I recently read the letter I wrote to my future self during the freshman class retreat. The opening line read, “You better be valedictorian, or I will build a time machine and fight you.” Lofty ambitions for someone who couldn’t spell “valedictorian” correctly. This is probably the most on-brand thing for me I’ve ever witnessed. The 14-year-old version of me valued her intelligence and work ethic above everything else while still believing she was the most idiotic person on the face of the planet. It was pretty paradoxical. In freshman year, I was wrong about a lot of things, for example, Xavier doesn’t even have an official valedictorian, but I would have to agree that at that age I probably was one of the stupidest people in the world. I mean, isn’t every freshman?
Reading this letter gave me the chance to see how far I’ve come as a person. I could tell just from reading it, I was pretty annoying back then. Nowadays, I’m slightly less annoying.

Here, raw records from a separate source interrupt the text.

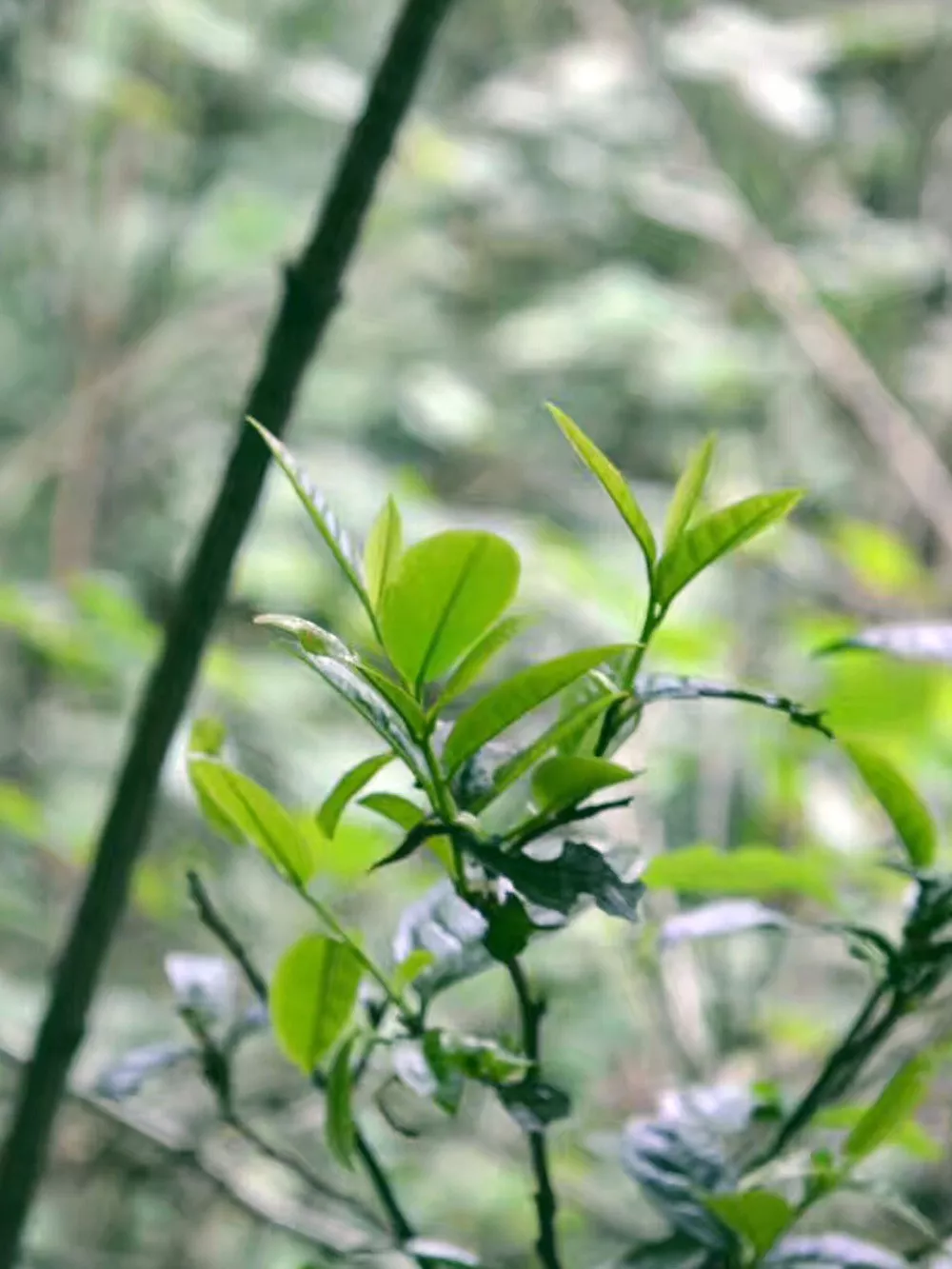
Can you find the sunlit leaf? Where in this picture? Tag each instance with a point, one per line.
(516, 697)
(758, 1216)
(446, 593)
(687, 491)
(612, 481)
(898, 1100)
(347, 788)
(339, 1123)
(479, 658)
(312, 998)
(718, 534)
(565, 781)
(906, 811)
(754, 871)
(322, 517)
(383, 551)
(257, 815)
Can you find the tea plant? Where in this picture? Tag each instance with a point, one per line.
(513, 825)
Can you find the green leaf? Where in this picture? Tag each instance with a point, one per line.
(718, 534)
(758, 1216)
(899, 800)
(687, 491)
(347, 788)
(612, 481)
(383, 551)
(258, 816)
(312, 997)
(897, 1103)
(516, 697)
(446, 593)
(339, 1124)
(479, 658)
(563, 782)
(372, 707)
(748, 871)
(307, 636)
(322, 517)
(399, 810)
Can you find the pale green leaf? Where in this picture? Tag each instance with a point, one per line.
(312, 998)
(612, 481)
(718, 534)
(446, 593)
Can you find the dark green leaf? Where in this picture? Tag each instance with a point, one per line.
(687, 492)
(897, 1103)
(383, 551)
(559, 883)
(758, 1216)
(347, 788)
(516, 697)
(316, 506)
(899, 800)
(258, 816)
(535, 1104)
(479, 658)
(612, 481)
(339, 1124)
(754, 871)
(399, 810)
(718, 534)
(716, 921)
(371, 705)
(920, 641)
(312, 998)
(563, 782)
(669, 686)
(446, 593)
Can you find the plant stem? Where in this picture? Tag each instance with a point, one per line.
(312, 289)
(546, 1206)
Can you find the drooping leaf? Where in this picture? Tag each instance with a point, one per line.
(612, 481)
(339, 1123)
(756, 871)
(758, 1216)
(909, 641)
(720, 919)
(676, 1162)
(312, 998)
(669, 686)
(347, 788)
(371, 705)
(399, 810)
(559, 883)
(257, 815)
(446, 593)
(307, 636)
(479, 658)
(899, 800)
(563, 782)
(687, 491)
(516, 697)
(383, 551)
(830, 1252)
(399, 697)
(897, 1103)
(715, 536)
(535, 1104)
(316, 506)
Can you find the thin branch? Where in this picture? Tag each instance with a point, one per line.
(312, 288)
(775, 274)
(546, 1206)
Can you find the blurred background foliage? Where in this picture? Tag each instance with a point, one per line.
(669, 220)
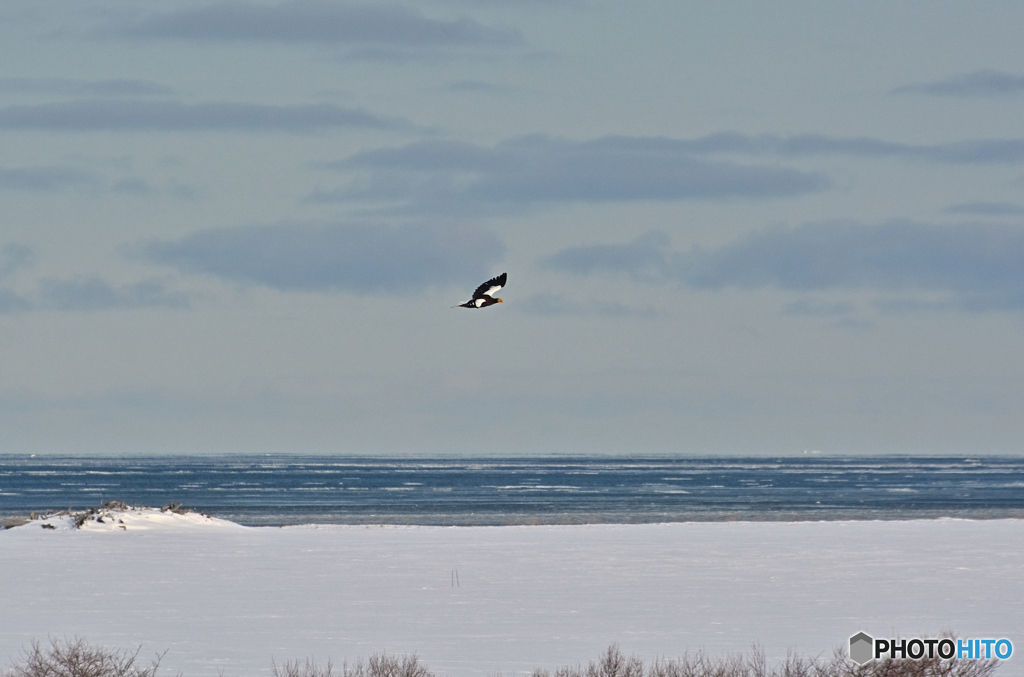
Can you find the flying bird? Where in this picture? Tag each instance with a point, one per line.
(484, 294)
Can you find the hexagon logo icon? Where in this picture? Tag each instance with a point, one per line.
(860, 647)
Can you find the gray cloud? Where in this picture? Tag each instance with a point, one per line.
(14, 256)
(43, 178)
(11, 302)
(135, 115)
(981, 264)
(986, 209)
(93, 293)
(443, 176)
(978, 84)
(558, 305)
(68, 86)
(316, 22)
(330, 257)
(807, 145)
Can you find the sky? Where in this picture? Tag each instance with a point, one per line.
(729, 228)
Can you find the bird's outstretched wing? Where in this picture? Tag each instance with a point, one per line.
(489, 288)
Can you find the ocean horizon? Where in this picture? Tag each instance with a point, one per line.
(285, 490)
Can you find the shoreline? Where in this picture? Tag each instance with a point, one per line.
(230, 598)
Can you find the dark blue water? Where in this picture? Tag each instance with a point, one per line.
(290, 490)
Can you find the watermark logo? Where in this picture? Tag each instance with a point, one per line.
(863, 647)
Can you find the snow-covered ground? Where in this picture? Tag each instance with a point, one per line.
(226, 599)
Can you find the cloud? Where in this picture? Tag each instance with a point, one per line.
(986, 209)
(336, 257)
(809, 145)
(980, 264)
(558, 305)
(647, 258)
(68, 86)
(93, 293)
(316, 22)
(14, 256)
(981, 84)
(446, 176)
(136, 115)
(43, 178)
(11, 302)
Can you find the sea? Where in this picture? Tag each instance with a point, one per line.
(280, 491)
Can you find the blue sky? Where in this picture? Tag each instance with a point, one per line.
(731, 228)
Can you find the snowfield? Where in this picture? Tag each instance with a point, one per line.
(471, 601)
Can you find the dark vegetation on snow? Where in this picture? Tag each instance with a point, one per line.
(76, 658)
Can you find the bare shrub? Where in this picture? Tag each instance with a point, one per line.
(379, 665)
(75, 658)
(306, 668)
(754, 664)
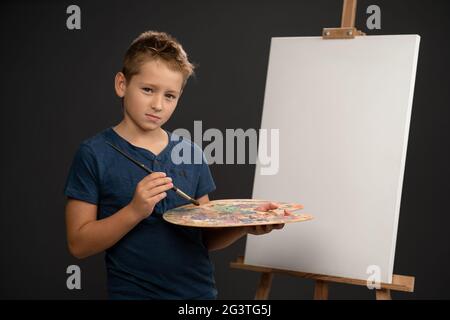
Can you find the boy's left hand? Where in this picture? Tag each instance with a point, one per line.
(266, 228)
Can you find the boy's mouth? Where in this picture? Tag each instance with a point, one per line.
(152, 117)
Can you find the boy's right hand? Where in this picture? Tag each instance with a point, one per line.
(149, 191)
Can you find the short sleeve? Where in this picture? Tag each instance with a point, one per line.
(82, 180)
(205, 182)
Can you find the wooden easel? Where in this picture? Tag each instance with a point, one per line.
(399, 282)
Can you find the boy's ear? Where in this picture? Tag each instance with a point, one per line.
(120, 84)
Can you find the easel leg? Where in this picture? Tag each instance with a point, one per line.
(383, 294)
(321, 290)
(265, 283)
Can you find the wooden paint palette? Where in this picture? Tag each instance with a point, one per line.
(234, 213)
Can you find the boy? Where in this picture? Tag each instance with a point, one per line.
(113, 206)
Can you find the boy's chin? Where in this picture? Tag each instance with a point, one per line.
(148, 126)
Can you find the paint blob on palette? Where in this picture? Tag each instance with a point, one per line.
(235, 213)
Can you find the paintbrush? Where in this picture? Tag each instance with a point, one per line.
(142, 166)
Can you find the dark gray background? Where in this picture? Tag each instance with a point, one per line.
(57, 90)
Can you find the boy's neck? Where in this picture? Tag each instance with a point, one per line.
(137, 136)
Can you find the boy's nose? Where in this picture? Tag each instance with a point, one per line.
(157, 103)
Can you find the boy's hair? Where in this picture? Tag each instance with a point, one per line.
(154, 45)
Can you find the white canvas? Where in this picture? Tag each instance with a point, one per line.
(343, 108)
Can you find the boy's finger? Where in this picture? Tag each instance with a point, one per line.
(156, 182)
(155, 175)
(157, 190)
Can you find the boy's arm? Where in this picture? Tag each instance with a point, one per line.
(219, 238)
(87, 236)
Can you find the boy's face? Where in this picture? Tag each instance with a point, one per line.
(151, 96)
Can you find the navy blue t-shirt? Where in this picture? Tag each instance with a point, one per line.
(156, 259)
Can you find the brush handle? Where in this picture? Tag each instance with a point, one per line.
(142, 166)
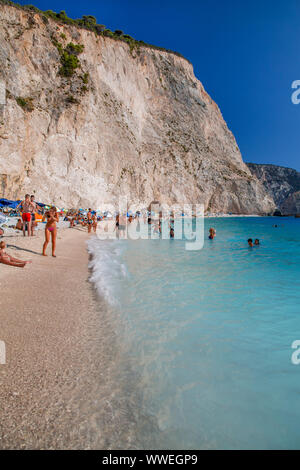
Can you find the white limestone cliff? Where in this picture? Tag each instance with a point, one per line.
(143, 126)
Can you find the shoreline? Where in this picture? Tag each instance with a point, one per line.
(66, 383)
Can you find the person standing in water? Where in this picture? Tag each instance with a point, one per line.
(51, 229)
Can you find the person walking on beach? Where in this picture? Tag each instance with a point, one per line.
(27, 208)
(52, 219)
(34, 209)
(89, 220)
(9, 260)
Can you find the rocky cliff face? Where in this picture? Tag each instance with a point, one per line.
(129, 121)
(282, 184)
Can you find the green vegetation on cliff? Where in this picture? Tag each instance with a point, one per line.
(89, 23)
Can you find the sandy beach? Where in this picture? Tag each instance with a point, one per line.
(56, 387)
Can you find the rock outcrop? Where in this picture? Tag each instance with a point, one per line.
(127, 121)
(282, 184)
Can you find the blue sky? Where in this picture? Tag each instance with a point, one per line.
(246, 54)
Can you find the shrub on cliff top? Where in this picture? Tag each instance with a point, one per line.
(88, 22)
(69, 63)
(25, 103)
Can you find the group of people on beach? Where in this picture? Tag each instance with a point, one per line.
(88, 219)
(29, 208)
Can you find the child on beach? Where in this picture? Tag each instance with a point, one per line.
(9, 260)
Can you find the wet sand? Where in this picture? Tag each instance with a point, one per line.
(58, 387)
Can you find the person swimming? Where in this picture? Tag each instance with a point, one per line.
(212, 233)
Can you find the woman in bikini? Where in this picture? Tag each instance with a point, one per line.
(52, 219)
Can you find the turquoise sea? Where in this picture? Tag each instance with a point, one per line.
(208, 333)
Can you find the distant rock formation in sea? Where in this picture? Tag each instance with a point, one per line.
(282, 184)
(88, 118)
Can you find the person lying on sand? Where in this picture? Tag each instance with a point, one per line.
(50, 230)
(9, 260)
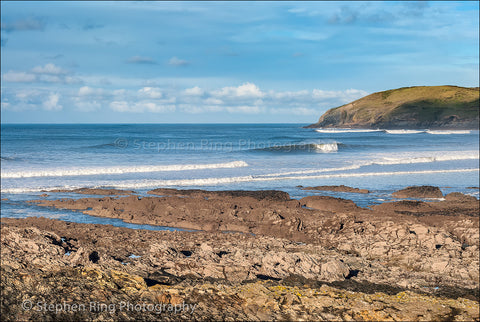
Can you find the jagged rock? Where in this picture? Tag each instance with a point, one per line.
(419, 192)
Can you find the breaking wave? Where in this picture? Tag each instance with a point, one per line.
(302, 147)
(121, 170)
(226, 180)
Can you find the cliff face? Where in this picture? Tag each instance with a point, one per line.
(447, 107)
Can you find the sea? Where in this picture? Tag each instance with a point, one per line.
(37, 158)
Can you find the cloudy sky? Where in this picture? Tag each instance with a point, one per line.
(222, 62)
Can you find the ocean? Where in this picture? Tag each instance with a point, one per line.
(141, 157)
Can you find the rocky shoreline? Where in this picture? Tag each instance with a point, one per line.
(255, 255)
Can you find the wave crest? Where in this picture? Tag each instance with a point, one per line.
(121, 170)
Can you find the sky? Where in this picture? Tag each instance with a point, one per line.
(224, 62)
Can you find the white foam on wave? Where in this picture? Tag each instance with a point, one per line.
(339, 130)
(326, 147)
(427, 159)
(227, 180)
(404, 131)
(121, 170)
(440, 156)
(448, 132)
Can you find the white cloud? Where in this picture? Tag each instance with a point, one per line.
(150, 92)
(175, 61)
(244, 109)
(49, 73)
(122, 106)
(88, 106)
(194, 91)
(86, 91)
(51, 103)
(141, 60)
(143, 106)
(247, 90)
(213, 100)
(49, 69)
(19, 77)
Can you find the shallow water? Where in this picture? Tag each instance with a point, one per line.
(229, 156)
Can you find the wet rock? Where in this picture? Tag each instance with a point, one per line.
(419, 192)
(328, 203)
(340, 188)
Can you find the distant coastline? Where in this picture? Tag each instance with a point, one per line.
(420, 107)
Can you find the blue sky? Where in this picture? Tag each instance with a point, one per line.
(222, 62)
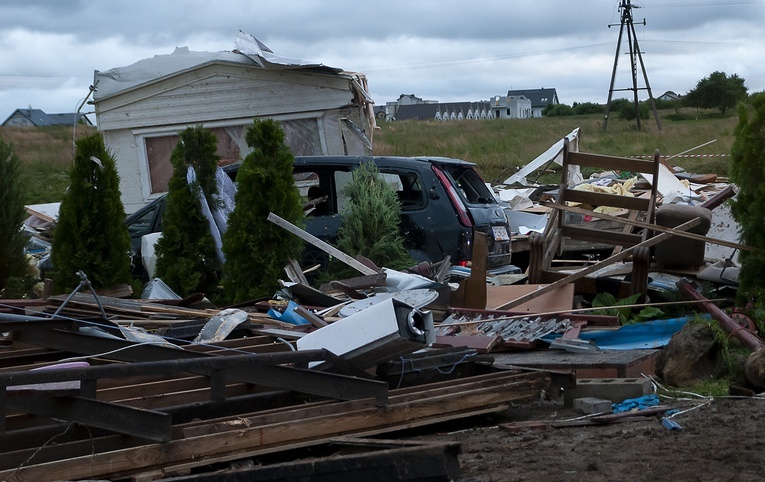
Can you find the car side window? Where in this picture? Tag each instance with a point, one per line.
(143, 225)
(316, 193)
(470, 185)
(406, 185)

How’s that for character development?
In all seriousness, I believe I’ve grown into someone my younger self would be proud of. I’ve learned that it’s okay to take pride in my accomplishments instead of trying to find a flaw in every single thing I do. This year alone, I drove on the interstate multiple times without experiencing a soul-crushing panic, performed a jazz improv solo that didn’t sound like my trumpet was crying for help and got admitted into my dream school. I worked hard for what I achieved, so sometimes I do deserve to congratulate myself.
Along with that, I’ve learned it’s okay to mess up. I’ve always been a perfectionist, but now I’ve gotten to the point where I don’t constantly beat myself up for my shortcomings, like that one time I ate dirt during a marching band competition, causing another member of the band to trip over me. (Sorry Justin.) I twisted my ankle because of that. I only lie awake at night contemplating the fact I sustained a marching band-related injury sometimes. On special occasions. For fun.
I’m still working on the whole self-confidence thing, but I’m miles better than where I was freshman year. I’m not hinging the entirety of my self-worth on one single success or failure anymore. I’m honestly happy with the person I am and that’s enough for me.
Although I may not be valedictorian, if my freshman year self could see me now, she wouldn’t find any reason to build a time machine and beat me up. Probably.